I've worked with degree holders who couldnt string a sentence together - the fact that they had a degree didn't mean they could actually survive in the real world, it just showed that they could survive the academic world.
What we need is a populace with a good grounding in logical and critical thinking, literacy and numeracy and only then can we move forward with actual domain specific skills that can be learned during an apprenticeship.
I rarely use Facebook - I opened an account in 2007 and never used it, never posted etc. Since moving to a new country, I started using Facebook groups to access the local "buy and sell" markets. Jesus H Christ, I wasn't prepared for the dross I encountered.
Here on Slashdot, if you browse at above 1 or 2 then you generally get fairly decent literacy - decent spelling, good use of paragraphs and layout, sentences that are well developed.
I hate to sound elitist, but we are not the norm. The norm reads like it was written by 5 year olds. It was seriously shocking to see just how poor these posts on these groups were - and it never ends.
So no, we don't need degrees - IMHO most people wouldn't be able to achieve one because they don't have the basic literacy and numeracy skills they need in the first place, so thats what we need to pivot to.
As an aside, give out a chunk of money and a large proportion of the British public simply won't use it to improve themselves, or pay off debts or anything similar.
Several years ago the benefits system changed, and the change was designed to "empower" the benefits recipients - housing benefit no longer went directly to the landlord, it was paid to the benefit recipient so they could feel "in control".
Today, most private landlords won't take tenants who are reliant on housing benefits, because a huge proportion of those recipients simply stopped paying the rent - they got starry eyed with the numbers in their bank accounts and went and bought TVs, cigarettes and alcohol instead. They got into huge arrears, were evicted and the landlords never got their back rent paid, so nowadays anyone on housing benefit is pretty much excluded from the private market.

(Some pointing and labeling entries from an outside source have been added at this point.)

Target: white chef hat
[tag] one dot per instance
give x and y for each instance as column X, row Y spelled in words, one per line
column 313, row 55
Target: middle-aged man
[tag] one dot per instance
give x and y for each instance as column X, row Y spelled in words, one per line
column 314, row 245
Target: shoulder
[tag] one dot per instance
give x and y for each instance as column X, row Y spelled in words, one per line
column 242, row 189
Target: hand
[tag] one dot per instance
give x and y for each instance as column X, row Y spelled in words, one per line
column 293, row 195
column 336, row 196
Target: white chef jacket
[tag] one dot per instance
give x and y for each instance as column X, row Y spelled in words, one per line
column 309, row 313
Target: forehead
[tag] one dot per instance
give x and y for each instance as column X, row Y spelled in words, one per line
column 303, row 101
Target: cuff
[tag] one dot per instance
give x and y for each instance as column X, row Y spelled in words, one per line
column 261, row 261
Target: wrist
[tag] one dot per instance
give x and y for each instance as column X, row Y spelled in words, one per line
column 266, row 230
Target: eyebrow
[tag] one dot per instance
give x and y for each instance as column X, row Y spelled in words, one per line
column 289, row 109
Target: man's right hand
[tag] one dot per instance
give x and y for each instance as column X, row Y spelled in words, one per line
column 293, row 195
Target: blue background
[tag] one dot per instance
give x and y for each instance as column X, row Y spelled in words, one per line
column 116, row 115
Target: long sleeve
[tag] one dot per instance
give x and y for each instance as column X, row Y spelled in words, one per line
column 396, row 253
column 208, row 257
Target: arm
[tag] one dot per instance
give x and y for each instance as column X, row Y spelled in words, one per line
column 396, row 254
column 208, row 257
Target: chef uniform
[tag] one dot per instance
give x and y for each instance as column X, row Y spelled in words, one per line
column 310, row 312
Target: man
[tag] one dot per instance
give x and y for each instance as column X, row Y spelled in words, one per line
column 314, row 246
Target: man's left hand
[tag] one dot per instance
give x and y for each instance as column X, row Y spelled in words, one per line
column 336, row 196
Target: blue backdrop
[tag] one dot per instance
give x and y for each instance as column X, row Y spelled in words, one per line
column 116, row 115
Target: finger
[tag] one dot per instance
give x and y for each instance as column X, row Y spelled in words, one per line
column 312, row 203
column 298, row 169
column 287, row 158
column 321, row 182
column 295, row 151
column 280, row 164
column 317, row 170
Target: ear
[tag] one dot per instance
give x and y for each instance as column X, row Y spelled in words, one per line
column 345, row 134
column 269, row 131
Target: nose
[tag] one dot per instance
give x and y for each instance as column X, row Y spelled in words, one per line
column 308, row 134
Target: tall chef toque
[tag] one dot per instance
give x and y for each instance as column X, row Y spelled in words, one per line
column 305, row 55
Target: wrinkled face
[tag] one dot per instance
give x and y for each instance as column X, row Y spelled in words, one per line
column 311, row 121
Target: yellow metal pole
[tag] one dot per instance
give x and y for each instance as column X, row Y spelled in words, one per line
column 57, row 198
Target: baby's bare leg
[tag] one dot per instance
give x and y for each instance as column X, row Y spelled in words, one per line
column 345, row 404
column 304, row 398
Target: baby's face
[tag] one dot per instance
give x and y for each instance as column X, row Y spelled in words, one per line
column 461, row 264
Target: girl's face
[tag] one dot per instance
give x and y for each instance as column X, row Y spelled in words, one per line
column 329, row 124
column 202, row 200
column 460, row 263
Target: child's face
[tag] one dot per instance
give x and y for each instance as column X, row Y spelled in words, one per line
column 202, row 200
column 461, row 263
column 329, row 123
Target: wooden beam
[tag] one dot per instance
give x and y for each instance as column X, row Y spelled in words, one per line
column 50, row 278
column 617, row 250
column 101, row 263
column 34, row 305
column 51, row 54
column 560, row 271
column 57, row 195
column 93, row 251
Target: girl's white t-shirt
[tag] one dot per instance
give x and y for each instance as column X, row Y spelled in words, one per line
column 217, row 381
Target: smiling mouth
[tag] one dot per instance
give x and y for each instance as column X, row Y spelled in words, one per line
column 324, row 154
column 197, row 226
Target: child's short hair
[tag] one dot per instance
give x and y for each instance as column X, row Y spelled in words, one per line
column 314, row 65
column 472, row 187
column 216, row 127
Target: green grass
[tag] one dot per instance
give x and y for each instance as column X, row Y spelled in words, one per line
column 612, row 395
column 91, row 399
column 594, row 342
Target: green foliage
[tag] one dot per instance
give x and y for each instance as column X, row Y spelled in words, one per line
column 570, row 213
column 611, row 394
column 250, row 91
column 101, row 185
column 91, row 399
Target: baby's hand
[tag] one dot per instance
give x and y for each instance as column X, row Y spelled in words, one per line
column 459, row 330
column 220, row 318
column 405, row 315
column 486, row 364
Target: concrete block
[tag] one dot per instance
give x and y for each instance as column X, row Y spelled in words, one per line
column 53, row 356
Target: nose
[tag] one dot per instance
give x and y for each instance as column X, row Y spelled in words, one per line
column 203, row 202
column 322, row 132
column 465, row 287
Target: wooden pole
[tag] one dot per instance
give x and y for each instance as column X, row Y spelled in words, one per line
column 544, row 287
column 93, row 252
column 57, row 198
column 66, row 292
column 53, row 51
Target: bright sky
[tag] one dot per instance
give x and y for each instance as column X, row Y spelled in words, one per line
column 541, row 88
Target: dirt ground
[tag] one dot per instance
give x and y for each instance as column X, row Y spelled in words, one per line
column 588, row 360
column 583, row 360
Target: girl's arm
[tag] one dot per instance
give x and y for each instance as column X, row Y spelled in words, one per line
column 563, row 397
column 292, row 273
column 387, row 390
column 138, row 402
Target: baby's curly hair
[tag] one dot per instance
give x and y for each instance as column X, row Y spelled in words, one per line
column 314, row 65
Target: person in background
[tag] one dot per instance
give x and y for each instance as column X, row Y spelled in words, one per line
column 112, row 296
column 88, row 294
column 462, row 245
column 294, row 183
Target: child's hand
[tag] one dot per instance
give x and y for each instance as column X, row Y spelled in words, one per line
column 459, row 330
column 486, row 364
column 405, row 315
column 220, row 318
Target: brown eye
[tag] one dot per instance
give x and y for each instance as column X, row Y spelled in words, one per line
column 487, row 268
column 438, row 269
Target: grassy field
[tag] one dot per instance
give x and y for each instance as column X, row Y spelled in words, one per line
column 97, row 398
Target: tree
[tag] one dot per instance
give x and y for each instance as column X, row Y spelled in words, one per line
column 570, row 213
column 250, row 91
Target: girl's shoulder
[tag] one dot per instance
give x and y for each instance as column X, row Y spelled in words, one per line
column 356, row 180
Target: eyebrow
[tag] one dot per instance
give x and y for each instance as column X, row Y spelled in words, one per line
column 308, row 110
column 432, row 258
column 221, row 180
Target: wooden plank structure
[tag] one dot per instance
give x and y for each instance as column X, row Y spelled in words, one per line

As a principle education is required to be free, else the citizenry is extorted with access to knowledge being denied which prevents them from any kind of equal access to democracy or justice. By the principles of Democracy, the State is required to educate the electorate in ALL facets of Democracy. A country is not democratic when that democracy is based upon ignorance and lies, it is an autocracy controlled by the tellers of those lies, hmm, much like US Democracy, which is probably why you don't recognise anything wrong, you are an American. Perhaps you will be more informed now but probably not. One comment does not a quality education make and you need a quality education to properly participate in Democracy.